Arizona’s Republican-controlled legislature is trying to rob Democratic Secretary of State Katie Hobbs of her ability to defend election processes.
In Texas, Democrats in the state legislature staged a strike last weekend to block a new election security law, but Republican Governor Greg Abbott has vowed to call a special session to move the law forward.
In all, at least 14 states passed 22 new laws this year that “restrict access to the vote,” the government said Brennan Center for Justice.
Another emerging hot-button problem is teaching critical race theory in schools, and Tennessee, Oklahoma, and Texas have all ruled out the ideology teaching that America and all its institutions are inherently white supremacists.

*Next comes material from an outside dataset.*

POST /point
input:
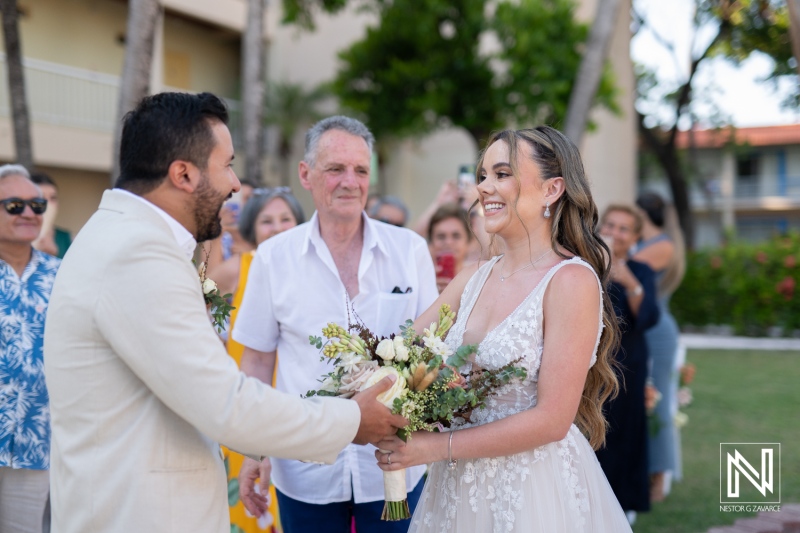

Many state-level Republicans have long sought to portray themselves as business-minded pragmatists, leaving cultural warfare to national politicians, and right-wing pressure in the states marks a dramatic departure.
It may reflect the focus conservative activists placed on state-level politics during the coronavirus pandemic, when state regulations on masks and economic restrictions had a major impact on everyday life.
The shift may also reflect a frustration among conservative voters that their goals are not moving forward nationally, with GOP leadership in Congress seemingly fixated on economic issues such as tax cuts.
“You can argue that the state-level work is a rebuttal or criticism of too much of the GOP leaving this stuff behind,” Jessica Anderson, the executive director of Heritage Action for America, told The Atlantic. “Trump said it matters.”
At his rally on Friday, Trump urged Republicans to support candidates loyal to him in next year’s midterm elections, and to topple those who are not.
“America’s survival depends on our ability to elect Republicans at every level, starting with next year’s midterm elections,” Trump said.
Trump announced his endorsement of loyalist Rep. Ted Budd in the overcrowded Republican primaries, adding a punch to former Governor Pat McCrory, who was critical of Trump’s falsehoods about the 2020 election.
“You can’t pick people who have already lost two races and don’t stand for our values,” Trump said.